In questi giorni ricorre anche il 150° anniversario della proclamazione di sant’Alfonso Maria de’ Liguori a dottore della Chiesa. Il Magistero pontificio spiega l’importanza singolare del teologo napoletano che, nel Settecento, rinnovò la teologia morale superando gli scogli del rigorismo e del lassismo
di Francesco Pappalardo
Il 23 marzo scorso Papa Francesco ha ricordato con un proprio messaggio il 150° anniversario della proclamazione di sant’Alfonso Maria de’ Liguori (1696-1787) a Dottore della Chiesa. Il santo napoletano, canonizzato nel 1839, dal 1950 è celeste patrono dei confessori e dei moralisti. Ora il Pontefice lo propone come «modello per tutta la Chiesa in uscita missionaria», dal momento che il suo insegnamento può indicare «ancora con vigore la strada maestra per avvicinare le coscienze al volto accogliente del Padre»; già la bolla di proclamazione del dottorato di sant’Alfonso — prosegue Papa Francesco — aveva evidenziato la specificità del suo insegnamento morale e spirituale, consistente nell’aver saputo indicare «la via sicura nel groviglio delle opinioni contrastanti del rigorismo e del lassismo». Mi piace ricordare in proposito che nella stessa bolla è scritto che tutti gli errori principali dell’epoca moderna, condannati nel 1864 dal Sillabo del beato Pio IX (1846-78), hanno trovato una confutazione anticipata negli scritti alfonsiani.
E veramente sant’Alfonso si orientò subito verso i problemi più immediati della vita dei credenti, scossi nella fede e nelle certezze tradizionali da nuovi movimenti culturali e religiosi, soprattutto l’illuminismo, che minava dalle fondamenta la fede cristiana, e il giansenismo, sostenitore di una dottrina della grazia che, invece di alimentare la fiducia e animare alla speranza, portava alla disperazione o, per contrasto, al disimpegno.

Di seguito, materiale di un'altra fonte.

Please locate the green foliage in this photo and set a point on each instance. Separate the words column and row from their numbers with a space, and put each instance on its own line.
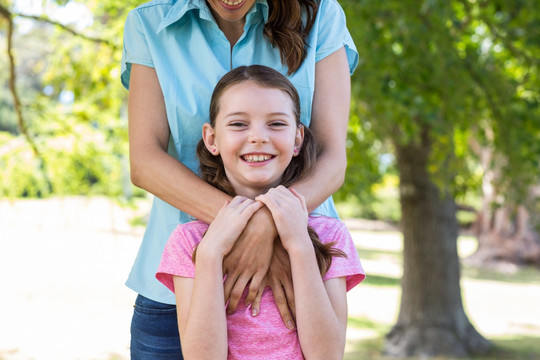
column 459, row 70
column 73, row 106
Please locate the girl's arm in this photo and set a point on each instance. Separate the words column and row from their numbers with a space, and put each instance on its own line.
column 152, row 168
column 330, row 116
column 202, row 322
column 319, row 305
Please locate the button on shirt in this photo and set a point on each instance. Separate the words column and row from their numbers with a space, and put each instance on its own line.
column 183, row 43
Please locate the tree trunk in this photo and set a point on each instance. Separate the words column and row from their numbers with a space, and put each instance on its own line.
column 431, row 319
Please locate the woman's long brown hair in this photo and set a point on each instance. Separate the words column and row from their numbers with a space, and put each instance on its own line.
column 287, row 30
column 211, row 166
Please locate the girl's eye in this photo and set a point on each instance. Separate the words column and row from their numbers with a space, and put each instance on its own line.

Di fronte al dilagare dell’errore egli operò con alacrità per conservare integra nel popolo la fede in genere e, in specie, la devozione a Maria, e in campo strettamente dogmatico elaborò una dottrina della grazia imperniata sulla preghiera, che restituì alle anime il respiro della fiducia e l’ottimismo della salvezza. Lo ha sottolineato anche san Giovanni Paolo II nella lettera apostolica Spiritus Domini, scritta nel 1987 per il bicentenario della morte del grande santo, osservando che «Alfonso fu il rinnovatore della morale: a contatto con la gente incontrata in confessionale, specialmente nel corso della predicazione missionaria, egli gradualmente e non senza fatica sottopose a revisione la sua mentalità, raggiungendo progressivamente il giusto equilibrio tra la severità e la libertà». Il suo probabilismo — che si opponeva sia al rigorismo giansenista, influenzato dal protestantesimo puritano, sia a un certo lassismo volgare, sorto come reazione eccessiva al rigorismo — ha costituito la più sicura garanzia contro i sogni utopistici e ha ricordato, in opposizione a quanti pensano che il progresso storico porterebbe alla graduale estinzione del male, che la perfezione non è di questo mondo.

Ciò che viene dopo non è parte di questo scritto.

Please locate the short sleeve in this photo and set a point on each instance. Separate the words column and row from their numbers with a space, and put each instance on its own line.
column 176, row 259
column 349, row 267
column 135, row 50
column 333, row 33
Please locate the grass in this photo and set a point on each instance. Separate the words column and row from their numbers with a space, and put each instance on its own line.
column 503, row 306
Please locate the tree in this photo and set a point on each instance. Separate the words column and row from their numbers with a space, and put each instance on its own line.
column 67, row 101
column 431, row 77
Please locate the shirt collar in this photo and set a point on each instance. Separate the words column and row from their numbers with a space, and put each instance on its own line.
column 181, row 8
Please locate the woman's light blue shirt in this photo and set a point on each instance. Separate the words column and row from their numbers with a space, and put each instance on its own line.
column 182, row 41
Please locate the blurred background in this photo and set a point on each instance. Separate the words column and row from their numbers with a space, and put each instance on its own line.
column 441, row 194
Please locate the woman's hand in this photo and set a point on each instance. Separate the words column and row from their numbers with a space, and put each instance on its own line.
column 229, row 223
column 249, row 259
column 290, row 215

Sull’esempio di sant’Alfonso, e richiamando l’esortazione apostolica Evangelii gaudium, Papa Francesco invita «i teologi moralisti, i missionari ed i confessori ad entrare in rapporto vivo con i membri del popolo di Dio, e a guardare all’esistenza partendo dalla loro angolazione, per comprendere le difficoltà reali che incontrano ed aiutare a guarire le ferite, perché solo la vera fraternità “sa guardare alla grandezza sacra del prossimo, che sa scoprire Dio in ogni essere umano, che sa sopportare le molestie del vivere insieme aggrappandosi all’amore di Dio, che sa aprire il cuore all’amore divino per cercare la felicità degli altri come la cerca il loro Padre buono”».